Factory for
HyphenationCompoundWordTokenFilter.
This factory accepts the following parameters:
hyphenator
(mandatory): path to the FOP xml hyphenation pattern. See http://offo.sourceforge.net/hyphenation/. encoding
(optional): encoding of the xml hyphenation file. defaults to UTF-8. dictionary
(optional): dictionary of words. defaults to no dictionary. minWordSize
(optional): minimal word length that gets decomposed. defaults to 5. minSubwordSize
(optional): minimum length of subwords. defaults to 2. maxSubwordSize
(optional): maximum length of subwords. defaults to 15. onlyLongestMatch
(optional): if true, adds only the longest matching subword to the stream. defaults to false.

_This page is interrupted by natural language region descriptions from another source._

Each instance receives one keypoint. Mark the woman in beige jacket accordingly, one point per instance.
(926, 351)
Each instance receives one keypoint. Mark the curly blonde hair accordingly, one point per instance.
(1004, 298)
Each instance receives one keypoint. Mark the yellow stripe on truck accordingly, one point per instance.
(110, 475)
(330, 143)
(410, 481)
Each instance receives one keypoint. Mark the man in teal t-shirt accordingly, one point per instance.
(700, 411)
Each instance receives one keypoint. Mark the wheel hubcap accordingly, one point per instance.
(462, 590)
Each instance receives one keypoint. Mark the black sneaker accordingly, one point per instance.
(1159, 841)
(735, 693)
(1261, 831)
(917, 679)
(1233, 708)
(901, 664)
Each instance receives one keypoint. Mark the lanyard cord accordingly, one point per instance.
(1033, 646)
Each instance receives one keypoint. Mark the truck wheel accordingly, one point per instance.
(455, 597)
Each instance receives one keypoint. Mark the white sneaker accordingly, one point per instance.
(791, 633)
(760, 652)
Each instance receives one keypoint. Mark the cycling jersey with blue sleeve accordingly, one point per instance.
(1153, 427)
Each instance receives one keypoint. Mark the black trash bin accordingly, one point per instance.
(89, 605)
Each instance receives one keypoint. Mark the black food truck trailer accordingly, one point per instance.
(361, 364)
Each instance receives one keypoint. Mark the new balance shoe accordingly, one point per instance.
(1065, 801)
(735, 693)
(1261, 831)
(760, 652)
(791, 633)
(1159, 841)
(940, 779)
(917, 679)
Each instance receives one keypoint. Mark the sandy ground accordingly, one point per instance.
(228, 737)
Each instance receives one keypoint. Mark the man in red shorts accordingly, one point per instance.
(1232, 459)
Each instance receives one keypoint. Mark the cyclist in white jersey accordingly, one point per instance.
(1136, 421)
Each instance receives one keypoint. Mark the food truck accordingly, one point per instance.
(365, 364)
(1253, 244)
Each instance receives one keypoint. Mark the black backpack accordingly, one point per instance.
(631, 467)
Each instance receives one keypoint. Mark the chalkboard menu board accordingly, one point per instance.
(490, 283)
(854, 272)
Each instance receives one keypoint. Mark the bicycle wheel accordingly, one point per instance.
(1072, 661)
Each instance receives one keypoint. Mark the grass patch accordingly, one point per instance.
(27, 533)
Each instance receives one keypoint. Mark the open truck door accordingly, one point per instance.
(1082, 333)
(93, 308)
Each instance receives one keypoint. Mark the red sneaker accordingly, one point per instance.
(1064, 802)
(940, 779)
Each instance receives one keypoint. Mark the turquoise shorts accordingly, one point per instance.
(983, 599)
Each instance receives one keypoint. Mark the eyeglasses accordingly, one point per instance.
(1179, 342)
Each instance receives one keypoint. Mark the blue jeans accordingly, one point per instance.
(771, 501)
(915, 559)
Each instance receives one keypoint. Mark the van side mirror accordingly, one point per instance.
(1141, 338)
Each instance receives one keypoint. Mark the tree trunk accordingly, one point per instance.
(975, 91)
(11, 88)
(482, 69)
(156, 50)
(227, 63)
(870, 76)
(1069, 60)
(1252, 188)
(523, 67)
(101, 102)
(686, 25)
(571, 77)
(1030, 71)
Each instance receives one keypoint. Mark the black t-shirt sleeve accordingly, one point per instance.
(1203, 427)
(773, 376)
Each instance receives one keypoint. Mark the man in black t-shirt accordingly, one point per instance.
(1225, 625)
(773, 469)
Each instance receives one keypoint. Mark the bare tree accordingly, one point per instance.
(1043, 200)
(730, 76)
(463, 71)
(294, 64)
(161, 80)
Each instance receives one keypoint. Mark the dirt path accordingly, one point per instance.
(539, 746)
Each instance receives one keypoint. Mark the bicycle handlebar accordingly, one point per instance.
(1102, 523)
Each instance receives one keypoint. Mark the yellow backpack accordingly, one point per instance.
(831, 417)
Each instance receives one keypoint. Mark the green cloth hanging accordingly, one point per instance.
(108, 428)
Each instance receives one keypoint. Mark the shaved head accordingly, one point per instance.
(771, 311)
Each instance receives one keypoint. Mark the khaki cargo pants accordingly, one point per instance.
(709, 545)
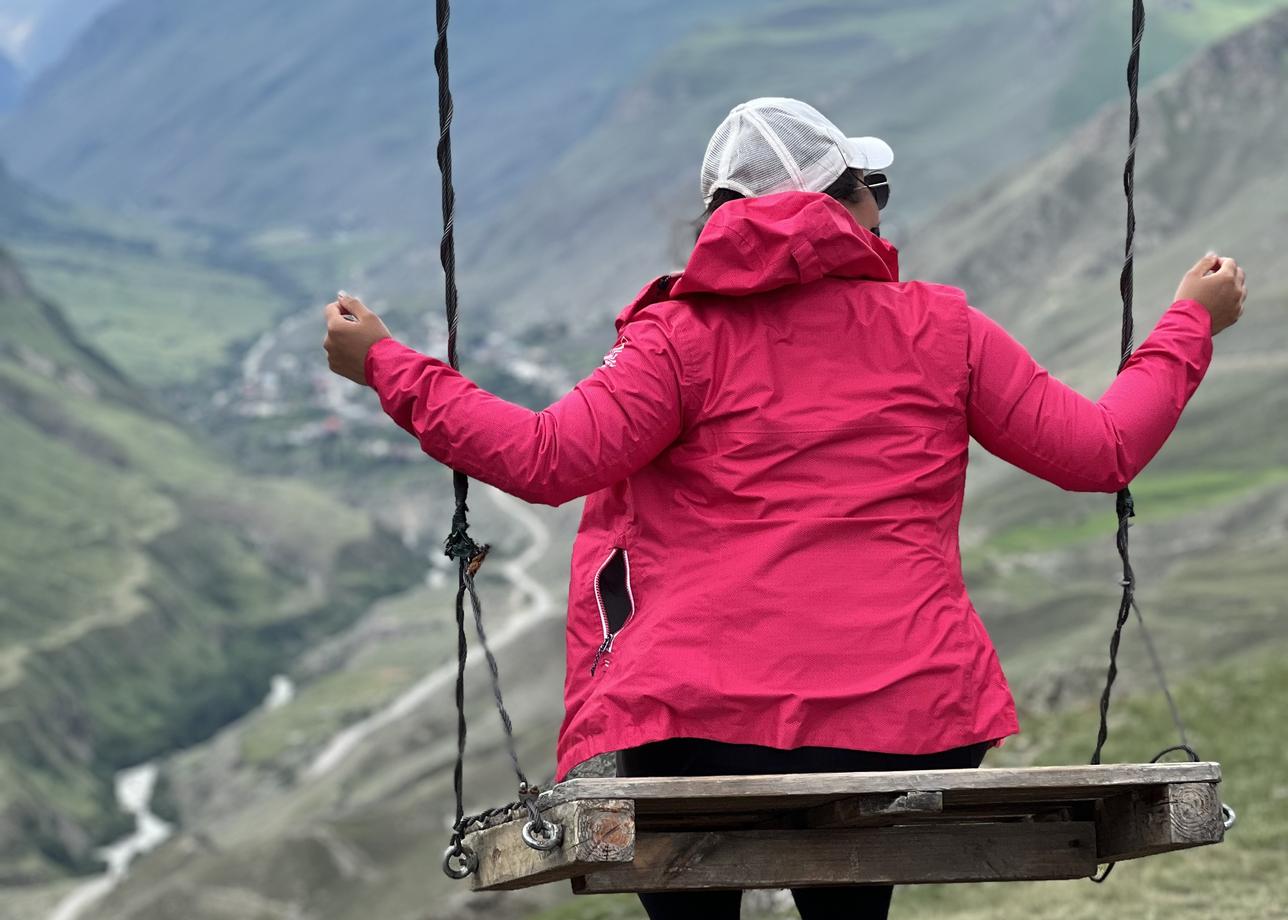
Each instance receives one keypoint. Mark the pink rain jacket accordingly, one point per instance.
(774, 454)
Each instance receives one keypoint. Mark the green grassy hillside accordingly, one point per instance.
(148, 592)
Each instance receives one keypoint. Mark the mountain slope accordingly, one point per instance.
(1213, 514)
(148, 593)
(150, 110)
(964, 93)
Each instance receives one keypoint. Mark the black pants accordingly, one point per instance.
(697, 757)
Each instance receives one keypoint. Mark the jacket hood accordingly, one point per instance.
(755, 245)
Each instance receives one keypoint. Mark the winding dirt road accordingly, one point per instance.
(532, 606)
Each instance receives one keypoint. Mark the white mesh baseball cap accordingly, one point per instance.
(777, 144)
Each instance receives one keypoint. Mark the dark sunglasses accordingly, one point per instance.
(879, 184)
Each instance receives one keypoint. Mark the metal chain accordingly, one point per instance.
(459, 860)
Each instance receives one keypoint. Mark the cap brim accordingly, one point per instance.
(867, 153)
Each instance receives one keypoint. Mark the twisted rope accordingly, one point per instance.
(460, 860)
(1123, 504)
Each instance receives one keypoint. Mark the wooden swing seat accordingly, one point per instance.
(844, 829)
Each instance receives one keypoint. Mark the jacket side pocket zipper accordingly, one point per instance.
(615, 601)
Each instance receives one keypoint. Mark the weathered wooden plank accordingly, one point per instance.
(875, 808)
(1158, 820)
(755, 793)
(595, 833)
(903, 854)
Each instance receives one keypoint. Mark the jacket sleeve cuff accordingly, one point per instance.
(1194, 311)
(380, 352)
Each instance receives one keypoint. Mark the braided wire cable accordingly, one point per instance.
(460, 860)
(1123, 504)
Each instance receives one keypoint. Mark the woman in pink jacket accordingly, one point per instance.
(767, 575)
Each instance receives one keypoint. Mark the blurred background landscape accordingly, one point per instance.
(226, 632)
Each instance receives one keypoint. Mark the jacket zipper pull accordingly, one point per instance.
(603, 650)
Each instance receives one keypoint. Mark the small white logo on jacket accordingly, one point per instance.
(611, 358)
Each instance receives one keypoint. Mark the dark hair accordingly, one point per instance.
(845, 188)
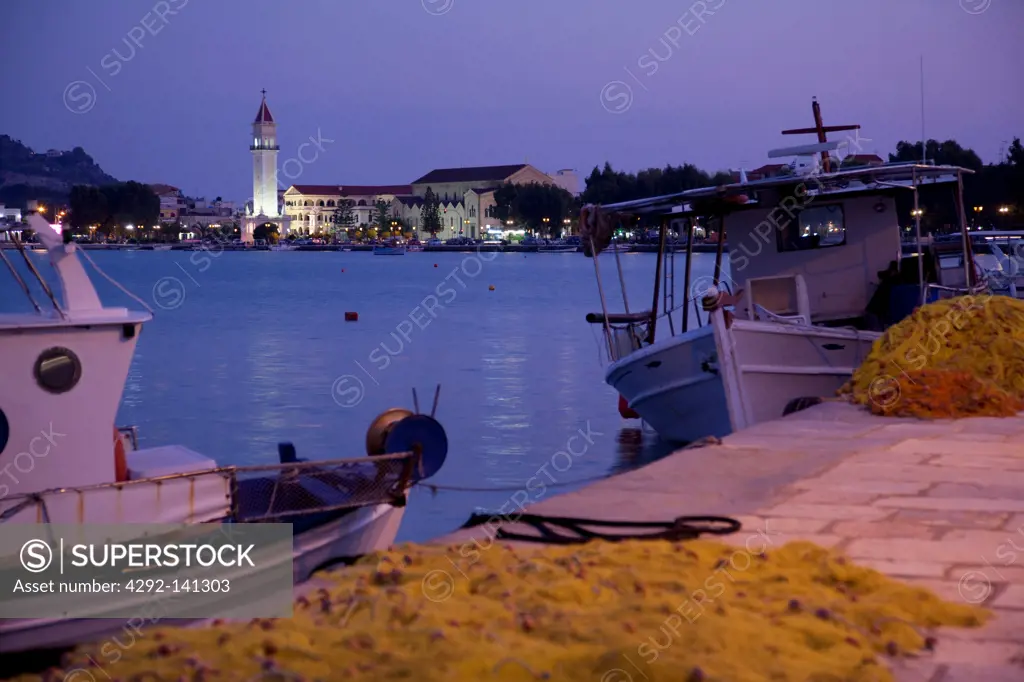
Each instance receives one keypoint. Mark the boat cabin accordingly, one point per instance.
(807, 248)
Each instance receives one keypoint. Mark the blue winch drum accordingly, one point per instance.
(423, 433)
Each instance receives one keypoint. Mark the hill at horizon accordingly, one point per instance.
(47, 176)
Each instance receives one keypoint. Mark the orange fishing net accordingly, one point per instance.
(961, 356)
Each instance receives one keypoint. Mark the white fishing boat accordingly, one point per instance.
(558, 246)
(815, 273)
(390, 248)
(62, 371)
(999, 255)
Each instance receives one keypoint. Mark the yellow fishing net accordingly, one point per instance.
(918, 367)
(631, 611)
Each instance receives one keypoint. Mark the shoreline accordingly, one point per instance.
(931, 504)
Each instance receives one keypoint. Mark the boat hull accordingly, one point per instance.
(720, 379)
(356, 533)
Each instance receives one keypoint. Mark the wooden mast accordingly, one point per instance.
(820, 129)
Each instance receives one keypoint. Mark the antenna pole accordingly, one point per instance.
(924, 143)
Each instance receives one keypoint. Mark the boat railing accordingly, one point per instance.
(270, 493)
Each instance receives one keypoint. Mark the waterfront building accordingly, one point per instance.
(465, 196)
(265, 208)
(313, 208)
(567, 180)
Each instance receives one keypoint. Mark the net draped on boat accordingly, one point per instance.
(269, 494)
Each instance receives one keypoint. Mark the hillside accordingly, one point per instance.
(26, 174)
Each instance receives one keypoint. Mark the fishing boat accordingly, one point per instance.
(62, 371)
(815, 274)
(390, 248)
(557, 246)
(999, 255)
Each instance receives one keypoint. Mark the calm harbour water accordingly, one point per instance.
(251, 349)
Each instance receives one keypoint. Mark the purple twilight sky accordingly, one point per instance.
(165, 91)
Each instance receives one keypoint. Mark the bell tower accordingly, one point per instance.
(264, 148)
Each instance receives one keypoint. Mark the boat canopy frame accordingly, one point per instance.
(720, 201)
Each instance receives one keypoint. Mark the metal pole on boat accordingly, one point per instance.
(921, 251)
(42, 282)
(657, 280)
(604, 304)
(721, 246)
(968, 250)
(22, 282)
(686, 273)
(622, 280)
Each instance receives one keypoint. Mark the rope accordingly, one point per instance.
(115, 282)
(683, 527)
(434, 487)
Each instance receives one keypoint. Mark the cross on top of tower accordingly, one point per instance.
(819, 129)
(263, 116)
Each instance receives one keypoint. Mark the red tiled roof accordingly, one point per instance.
(263, 116)
(353, 189)
(472, 174)
(161, 188)
(767, 168)
(866, 158)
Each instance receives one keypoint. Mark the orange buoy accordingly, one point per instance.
(625, 411)
(120, 460)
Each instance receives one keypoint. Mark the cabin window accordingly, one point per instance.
(57, 370)
(813, 227)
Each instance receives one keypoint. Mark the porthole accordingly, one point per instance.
(57, 370)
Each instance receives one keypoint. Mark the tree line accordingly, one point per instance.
(985, 190)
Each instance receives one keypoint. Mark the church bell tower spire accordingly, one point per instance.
(264, 150)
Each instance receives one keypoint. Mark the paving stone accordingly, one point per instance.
(883, 529)
(781, 526)
(969, 491)
(756, 546)
(851, 471)
(977, 437)
(915, 671)
(992, 571)
(919, 429)
(827, 512)
(997, 463)
(832, 496)
(984, 520)
(888, 457)
(1013, 597)
(971, 549)
(948, 590)
(948, 446)
(952, 504)
(982, 673)
(1006, 626)
(961, 651)
(867, 486)
(906, 568)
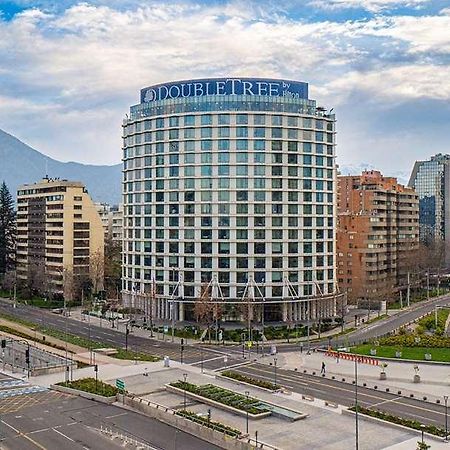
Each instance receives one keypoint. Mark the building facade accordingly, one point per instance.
(431, 181)
(229, 188)
(377, 234)
(60, 237)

<fieldType name="text_hyphncomp" class="solr.TextField" positionIncrementGap="100"> <analyzer> <tokenizer class="solr.WhitespaceTokenizerFactory"/> <filter class="solr.HyphenationCompoundWordTokenFilterFactory" hyphenator="hyphenator.xml" encoding="UTF-8" dictionary="dictionary.txt" minWordSize="5" minSubwordSize="2" maxSubwordSize="15" onlyLongestMatch="false"/> </analyzer> </fieldType>